第31話 オズガルド家とのつながり
ぽいっと放られたものを受け取ると、冷たい缶コーヒーだと気づく。
もう星がいくつか見える時間だ。落っことさないよう多少オーバーな受け取り方になってしまった。
くれた相手はスーツ姿の東堂であり、数日前からうちのクラスを担当している奴だ。
「済まないな、急に連絡をして」
「いえ、それはいいんですが……」
言いよどみながらちらりと彼の背後を見ると黒いリムジンがある。お高そうな車だし、前に見かけた金髪の運転手も座っている。
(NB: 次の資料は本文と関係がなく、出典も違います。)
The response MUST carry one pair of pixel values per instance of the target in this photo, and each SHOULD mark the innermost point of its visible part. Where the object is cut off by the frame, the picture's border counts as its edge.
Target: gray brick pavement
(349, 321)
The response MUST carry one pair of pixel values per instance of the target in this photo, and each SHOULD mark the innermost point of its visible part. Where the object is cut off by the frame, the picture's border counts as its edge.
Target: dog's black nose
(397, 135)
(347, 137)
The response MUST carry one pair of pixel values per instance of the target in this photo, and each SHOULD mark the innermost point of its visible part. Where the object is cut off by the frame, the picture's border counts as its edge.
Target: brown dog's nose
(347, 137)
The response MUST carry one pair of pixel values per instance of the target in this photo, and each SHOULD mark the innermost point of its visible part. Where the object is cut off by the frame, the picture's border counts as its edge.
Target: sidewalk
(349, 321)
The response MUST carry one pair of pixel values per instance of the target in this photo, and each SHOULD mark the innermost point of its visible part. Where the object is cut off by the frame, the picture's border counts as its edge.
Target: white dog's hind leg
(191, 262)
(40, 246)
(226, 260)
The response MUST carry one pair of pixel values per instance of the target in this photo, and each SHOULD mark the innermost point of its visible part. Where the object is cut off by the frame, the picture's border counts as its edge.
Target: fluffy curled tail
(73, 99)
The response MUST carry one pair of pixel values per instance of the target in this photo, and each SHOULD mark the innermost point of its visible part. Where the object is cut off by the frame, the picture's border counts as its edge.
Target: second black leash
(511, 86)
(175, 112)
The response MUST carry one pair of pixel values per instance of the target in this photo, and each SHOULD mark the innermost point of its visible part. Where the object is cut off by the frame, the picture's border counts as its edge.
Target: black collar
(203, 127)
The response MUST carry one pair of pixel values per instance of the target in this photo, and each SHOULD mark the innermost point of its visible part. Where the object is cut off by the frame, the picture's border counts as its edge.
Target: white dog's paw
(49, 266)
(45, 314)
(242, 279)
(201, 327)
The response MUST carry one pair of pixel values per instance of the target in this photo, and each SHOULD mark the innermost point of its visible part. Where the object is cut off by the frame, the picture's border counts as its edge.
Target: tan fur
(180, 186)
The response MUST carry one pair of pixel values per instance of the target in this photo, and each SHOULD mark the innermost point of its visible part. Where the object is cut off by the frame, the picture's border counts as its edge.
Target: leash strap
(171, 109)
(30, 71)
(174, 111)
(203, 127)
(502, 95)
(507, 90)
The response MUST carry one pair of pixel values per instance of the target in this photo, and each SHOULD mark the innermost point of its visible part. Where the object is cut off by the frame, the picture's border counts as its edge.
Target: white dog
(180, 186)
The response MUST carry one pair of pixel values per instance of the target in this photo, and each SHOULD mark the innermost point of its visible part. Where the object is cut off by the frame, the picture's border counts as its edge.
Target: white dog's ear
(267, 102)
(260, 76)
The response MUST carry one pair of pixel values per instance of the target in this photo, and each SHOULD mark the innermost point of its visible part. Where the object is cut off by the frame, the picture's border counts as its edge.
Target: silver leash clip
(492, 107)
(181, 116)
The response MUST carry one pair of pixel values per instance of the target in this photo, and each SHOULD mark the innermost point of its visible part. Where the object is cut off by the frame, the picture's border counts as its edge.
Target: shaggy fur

「イザベラの……犬の散歩中だったのに、なんで俺の居場所が分かったんです?」
電話をかけてきて数秒後に姿を現したんだ。怪しいと思ってそう問いかけたのだが、しかし東堂はニコリと笑い……それで返答は終わった。
探知機でも仕掛けられてんのかな、俺。
「お前に聞きたいことがいくつかある。時間に余裕はあるか?」
「ええ、まあ。見ての通り時間なら余っていますよ。帰宅部ですし」
はふはふと足元にじゃれつくイザベラを見て、東堂は「そうか」と口にする。しゃがみこむとスーツに毛がつくのも構わず撫で始めていた。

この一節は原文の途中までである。